Friday, March 9, 2012

There's Always Time

I am a busy girl. My days are filled with uni work, homeschooling and music practices. My evenings are filled with choir practices, soccer, and other commitments. Sometimes it seems to be a struggle to find time to do anything else. With all that going on, how could I possibly find time to keep up with blogging, doodle and read? There's no way.

But there is.

I find that I have the most free time over the weekends, and in the evenings before I go out. Blogging goes in those times, with Blogger's lovely scheduling program to get the posts out on the right days at the right time.

Writing goes after dinner, even when I'm tired. It only takes fifteen minutes to punch out 500 words, and there's a funny thing about writing. Once you start, you don't really want to stop.

Doodling is easy to do while listening to someone reading, or watching an education movie. There are always odd minutes while watching something on the stove, or during morning tea.

Obviously it's easy to fit in a few pages of a book here and there. I never need to carve out time for that.

It's easy to say I'm too busy for these things. I could give up on blogging, stop writing, forget about doodling. But it feels so good to get to the end of a day, and know I've made the best use of every minute, got everything done, and kept up with my hobbies as well as work.

There's always time, if you only know how to look for it.

Do you ever find yourself getting so busy with work and study that it's hard to keep up with other things like blogging? Do you have to snatch every moment to make sure things get done? Or do you have the luxury of spare time (I envy you if you do)?

Wednesday, March 7, 2012

Doodling in Circles

In the odd fragments of time during the day, whether I'm listen to someone read, watching a well known movie, or just have five minutes to spare, I doodle. My pencil flies over the paper, turning my sketchy lines into pictures.
Recently, I've been trying a new style of doodling.
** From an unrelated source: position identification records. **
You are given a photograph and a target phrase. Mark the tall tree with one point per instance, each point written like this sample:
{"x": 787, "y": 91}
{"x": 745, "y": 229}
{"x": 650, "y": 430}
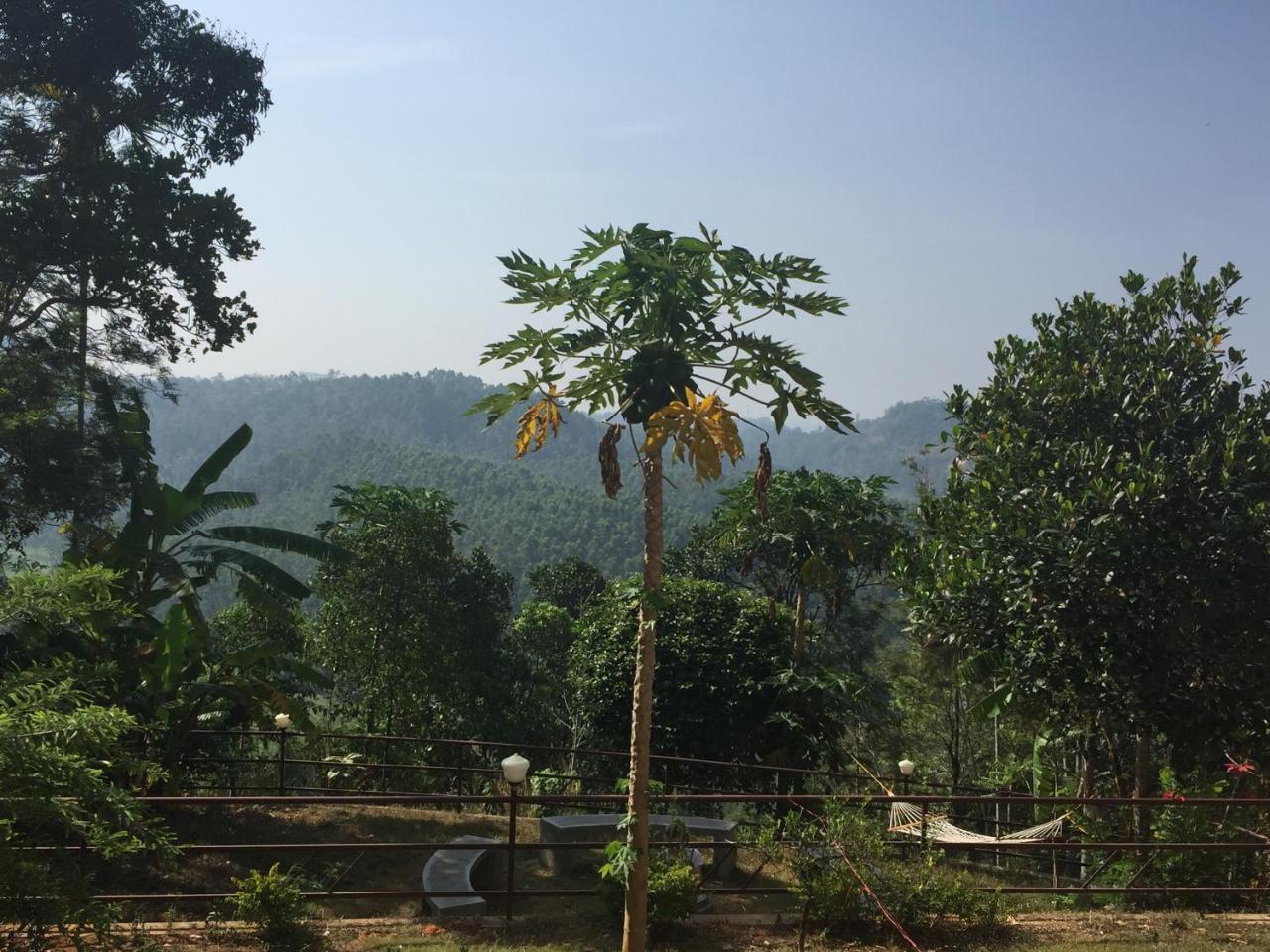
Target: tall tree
{"x": 649, "y": 322}
{"x": 109, "y": 114}
{"x": 1102, "y": 551}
Circular doodles. The designs are made up of identical circles that overlap over each other, forming the picture.
Still a work in progress

I love the way the circles look when they're coloured, how they stand out against the white paper. I love how, once you've worked out a design, you can just repeat it over and over again.
You don't have to stick to plain circles either. One of my doodles is made of repeating suns. Another, which I'm still working on, is made of roses. But it's all the same style of doodles.
Have you been doodling? Which doodle do you like best?

Monday, March 5, 2012

Visualizing Characters

The other day I was reading Son of Neptune by author Rick Riordan, a book I thoroughly enjoy reading, and wholeheartedly love. But the first time I read it, I got a little jolt. You see, when I read, I get a picture of a character in my head. Anything that breaks that picture once it's been formed pulls me out of the story.

I had an established idea of what the character Hazel, daughter of Pluto, looked like. I had that picture in my mind for quite a while. Then all of a sudden, Rick Riordan mentioned something that smashed my picture, making me stop reading for a moment.

Hazel had dark skin.

Now, I don't mind characters with dark skin. I like them just as much as any other sort of character. No, it wasn't the fact that her skin was dark that surprised me. It was the fact that it hadn't been pointed out until then.

Maybe I missed something. Maybe It was hidden in the text earlier and I hadn't read it properly. But the fact remained that until that moment, a fair way into the book, I never realised that she wasn't white skinned.

I think that in writing, getting the proper message across of a character's looks is quite important. It's not as important as a good plot and good character development, but I think it is a good idea to say early on if the character has trait like dark skin. As a person with light skin, I naturally assume that characters in stories are also light skinned. And the later you leave pointing it out, the more of a shock it'll be for the reader when they find out they were wrong.

What do you think? Do you visualise characters in your mind as you read? Do you find it a shock when someone springs a feature of the character on you that you weren't expecting?